Par Jean-Paul Kozminski

Les  célébrations entourant le 30ième anniversaire de la naissance de SOLIDARNOSC  ont été un tournant dans la vie de ce grand mouvement libérateur du joug communiste.

Un grand virage puisque Lech Walesa a refusé de participer aux différentes commémorations. Ce grand tribun ne reconnait plus le syndicat dont il a été le porte-parole. Il aimerait voir Solidarnosc comme un mouvement social et non comme un syndicat.

Que c’est-il passé? Comme un boxeur qui a gagné son combat après 15 terribles rounds ou les coups les plus durs lui ont été assénés, Solidarnosc, épuisé, n’a pu se permettre de jouir de sa victoire très longtemps.

Un boxeur encore étourdi par les crochets et uppercuts ne peut prendre des décisions éclairées sur tous les aspects de la vie. Le temps de la récupération crée un vide obligatoirement comblé par l’urgence de décisions à prendre.

Grand virage vers une polarisation des idées : d’un côté un parti politique (Loi et justice) dirigé par J.Kaczynski  et de l’autre le parti de la Plateforme civique appuyé par Lech Walesa et dont le président actuel est M.Komorowski.  Disons que Loi et justice fait appel aux valeurs traditionnelles nationales et patriotiques de la Pologne ancestrale et que Plateforme civique est tournée vers l’économie ouverte, européenne, entraînant les ajustements domestiques tels que ajustement de la monnaie et des taux d’intérêts, échanges commerciaux, compétitivité accrue, etc…  problématique qui nous est familière mais qui, pour un peuple qui vient de retrouver de retrouver sa liberté (30 ans, c’est jeune) nécessite un grand effort de compréhension et d’adaptation.

J’ai pu constater ce clivage entre les «anciens», ceux qui ont connu l’ère communiste et qui se sont battus et les jeunes qui forment déjà une relève très dynamique et très adaptée à notre mode de vie et de pensée.
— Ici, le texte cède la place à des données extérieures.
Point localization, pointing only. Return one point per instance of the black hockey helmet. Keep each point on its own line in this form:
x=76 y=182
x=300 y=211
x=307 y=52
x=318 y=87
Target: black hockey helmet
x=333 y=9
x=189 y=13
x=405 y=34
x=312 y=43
Études universitaires, voyages, échanges, mobilité de travail (Irlande, Allemagne, Europe avec un grand E), cette jeunesse apporte beaucoup à la communauté européenne.

Comme tous les jeunes, ils pensent que les combats de leurs pères ont été nécessaires et héroïques mais que maintenant c’est à leur tour de monter dans l’arène.  Le vieux boxeur peut leur servir de coach, mais je sais que la jeunesse polonaise trouve, en ce moment, son style et qu’elle sait  mesurer et apprécier son nouveau défi : tirer le meilleur d’une économie ouverte.

Au cours de nos différentes rencontres, tous les dirigeants syndicaux, du clergé, ou politique, ont salué et remercié vivement la FTQ pour sa contribution apportée à la lutte et la dignité retrouvée du peuple polonais.

Notre bref séjour en Pologne nous a permis de comprendre (un peu) la complexité des enjeux auxquels font face les dirigeants de ce pays.

Nous remercions chaleureusement tous les dirigeants de Solidarnosc qui nous ont si bien reçus à Varsovie. Avant de partir, Zénon Mazur m’avait dit : «tu vas voir, les Polonais savent recevoir»!

Disons que la réception a été au-delà des attentes. Mais ce que nous retenons c’est la chaleur humaine, le goût de la discussion, la spontanéité des échanges.

De Varsovie à Cracovie, en passant par Gdansk, partout nous avons entendu de la grande musique, partout des références à l’art et à la culture. Imaginez-vous un orchestre symphonique sur une estrade tissant une ambiance sonore avec l’histoire imprégnée dans les murs de la grande place d’une grande ville. Imaginez-vous dans un grand parc, au milieu des roses et des fleurs, avec, sous une statue géante de Chopin, un pianiste interprétant, (dans un silence que seul le souffle du vent dans les arbres accompagne) les œuvres de ce grand musicien. En prise avec ces notes qui éveillent des sentiments profonds, 4000 oreilles, comme des pavillons récepteurs.

Comprendre, un peu, l’âme polonaise, c’est aussi une rencontre à l’Opéra. Rencontre avec un dirigeant de Solidarnosc : au cours de la conversation tournant autour des souffrances endurées par Varsovie (180 000 morts lors de l’insurrection en 1945), je vis des larmes perler dans ses yeux au souvenir de ses grands parents déportés en Sibérie et dont jamais on ne retrouvera la tombe.

Thérèse, mon épouse,  lui a spontanément  tendu la rose qu’elle tenait dans ses mains. Nous nous sommes étreints, unis dans l’épreuve, unis dans le présent, unis dans le bonheur et la certitude que nos enfants peuvent vivre libre et apporter leur pierre à la communauté.